Легкий ветерок веет нам навстречу, лампады горят перед образами Мадонны, вокруг которых стоят на коленях красивые дети и поют с мягким южным выговором свои вечерние молитвы. Свет пробивается сквозь витражи церквей, где звучит пение хора и встречаются влюбленные. Крестьяне и нищие, закутавшись в плащи, укладываются спать на широких ступенях. Процессия людей в масках, со свечами в руках, вьется по узким извилистым улочкам. На площади перед венецианским посольством горят вделанные в стену факелы, перед ними стоят на страже конные папские солдаты. Сегодня бал у герцогини Торлониа. Большую часть приглашенных составляют чужеземцы, пришельцы из-за Альп. Колоннады ослепительно освещены, бюсты и статуи кажутся живыми в подвижном свете факелов; главная лестница украшена цветущими деревьями и пестрыми коврами; картинная галерея превращена в фойе для прогулок. В двух самых больших залах танцуют на сверкающем как зеркало паркете; в соседних комнатах расставлены карточные столы и устроены уютные уголки для беседы. В кабинете разложены гравюры, английские и французские газеты. Мы входим в больший из танцевальных залов. Вокруг сияют роскошные канделябры, шестнадцать люстр свисают с потолка. Прямо перед нами в большой нише исполинский Геркулес, корчась от боли, схватил Лика за ногу и за волосы, чтобы швырнуть его на скалы, — эта сцена составляет выразительный контраст с нежными танцевальными мелодиями и с веселыми улыбками молодых людей.
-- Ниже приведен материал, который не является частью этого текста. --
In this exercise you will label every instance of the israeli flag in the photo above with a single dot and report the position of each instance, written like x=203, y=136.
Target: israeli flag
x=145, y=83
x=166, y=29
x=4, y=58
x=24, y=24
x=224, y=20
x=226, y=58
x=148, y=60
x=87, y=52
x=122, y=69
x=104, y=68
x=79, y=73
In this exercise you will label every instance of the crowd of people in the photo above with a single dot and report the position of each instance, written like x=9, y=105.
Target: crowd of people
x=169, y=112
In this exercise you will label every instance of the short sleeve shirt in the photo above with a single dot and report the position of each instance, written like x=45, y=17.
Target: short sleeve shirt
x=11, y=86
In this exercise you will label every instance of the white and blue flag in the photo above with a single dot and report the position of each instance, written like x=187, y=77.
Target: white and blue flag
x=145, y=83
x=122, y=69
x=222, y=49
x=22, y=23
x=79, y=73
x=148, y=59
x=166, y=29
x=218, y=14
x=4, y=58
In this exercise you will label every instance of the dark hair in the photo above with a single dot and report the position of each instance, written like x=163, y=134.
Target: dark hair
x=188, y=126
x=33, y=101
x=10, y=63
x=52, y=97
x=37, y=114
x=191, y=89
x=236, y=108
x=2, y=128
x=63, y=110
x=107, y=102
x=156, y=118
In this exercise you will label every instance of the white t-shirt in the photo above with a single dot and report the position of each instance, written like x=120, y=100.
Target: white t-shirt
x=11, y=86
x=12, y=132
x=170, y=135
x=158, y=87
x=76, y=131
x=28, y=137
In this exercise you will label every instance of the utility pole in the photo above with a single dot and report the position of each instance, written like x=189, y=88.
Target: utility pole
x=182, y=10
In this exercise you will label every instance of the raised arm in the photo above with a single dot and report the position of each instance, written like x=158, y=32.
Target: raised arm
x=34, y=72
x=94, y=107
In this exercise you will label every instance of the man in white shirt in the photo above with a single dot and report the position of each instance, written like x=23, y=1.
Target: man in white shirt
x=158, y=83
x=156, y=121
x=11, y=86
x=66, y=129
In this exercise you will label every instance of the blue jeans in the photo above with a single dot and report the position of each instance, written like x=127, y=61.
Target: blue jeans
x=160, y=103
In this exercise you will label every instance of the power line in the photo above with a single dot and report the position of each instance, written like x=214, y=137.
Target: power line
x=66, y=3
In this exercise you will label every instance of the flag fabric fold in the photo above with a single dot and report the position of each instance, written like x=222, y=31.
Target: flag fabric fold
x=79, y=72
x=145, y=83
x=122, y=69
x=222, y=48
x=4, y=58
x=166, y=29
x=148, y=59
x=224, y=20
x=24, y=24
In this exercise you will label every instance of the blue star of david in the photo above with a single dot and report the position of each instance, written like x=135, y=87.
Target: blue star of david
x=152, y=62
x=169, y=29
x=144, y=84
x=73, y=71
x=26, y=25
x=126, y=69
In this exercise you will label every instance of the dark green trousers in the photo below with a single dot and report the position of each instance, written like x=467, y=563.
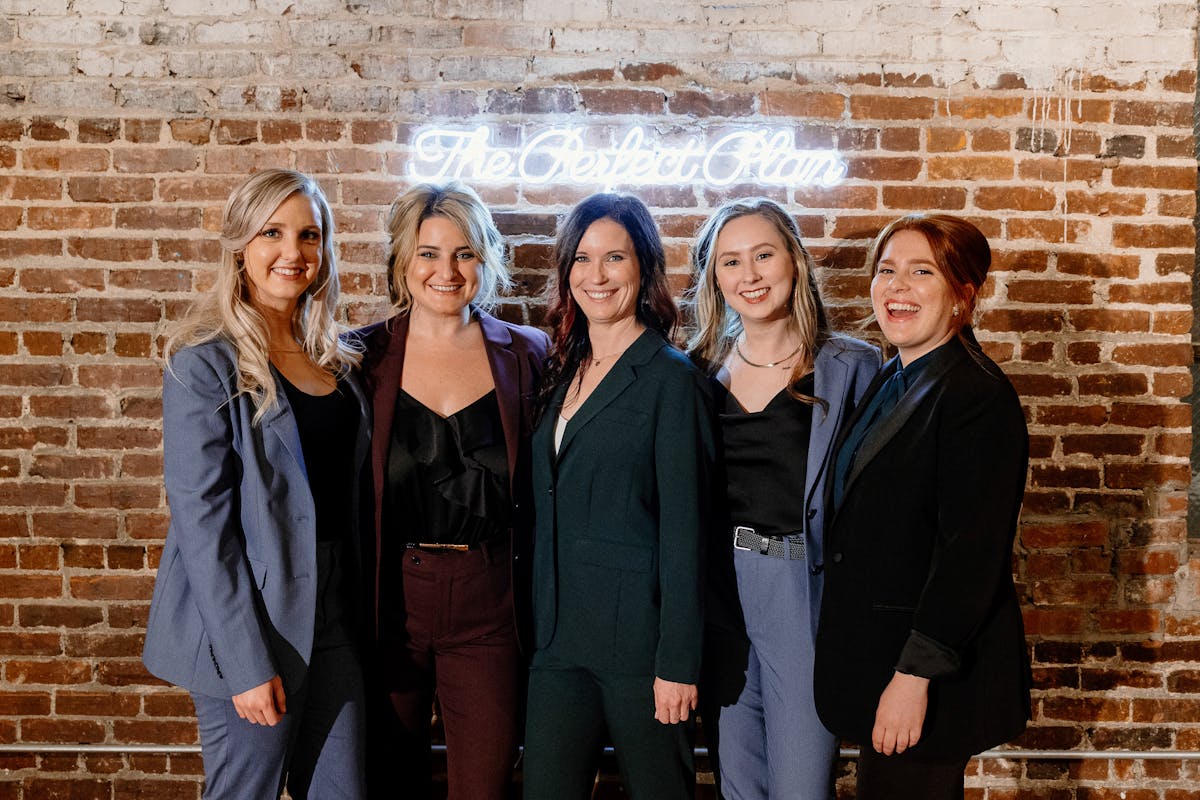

Граф увлеченно беседовал с итальянцем; его собеседник был красив, лицо его поражало благородством. Это был ваятель Канова, гордость Италии. Он указал на Наоми, кружившуюся в вальсе с молодым французским офицером.
— Редкостная красавица, — сказал Канова, — совершенное олицетворение настоящей римлянки! А между тем я слышал, что она с Севера.
— Это моя приемная дочь, — сказал граф. — А молодой офицер, с которым она танцует, — сын маркиза де Ребара, одного из знатнейших дворян Франции; это молодой человек выдающегося ума и талантов, я знаю его с шестнадцати лет.
Наоми, в расцвете юности и жизнерадостности, казалась младшей сестрой Тициановой Флоры или дочерью Форнарины Рафаэля — в ней было сходство с обоими этими портретами. Ее округлая белая рука покоилась на плече молодого маркиза. Высокий и стройный, с умным и живым взглядом, он был едва старше двадцати трех лет. Краски свежести и здоровья на его лице уже несколько поблекли, ибо молодой человек весьма усердно предавался наслаждениям, но тем более страстными были его глаза. После танца он усадил Наоми на роскошную софу и принес ей прохладительных напитков.
На Севере, где сейчас мела снежная вьюга, Кристиану в его бедной чердачной каморке снилась Наоми — она сидела на краю его дощатой кровати и, обвив руками за шею, целовала его в лоб. В Пратере спал Владислав в домике из деревянных планок, над его кроватью висел кнут; наезднику тоже снилась Наоми, и губы его кривились в презрительной усмешке. Но Наоми в эти радостные мгновения и думать забыла о них обоих.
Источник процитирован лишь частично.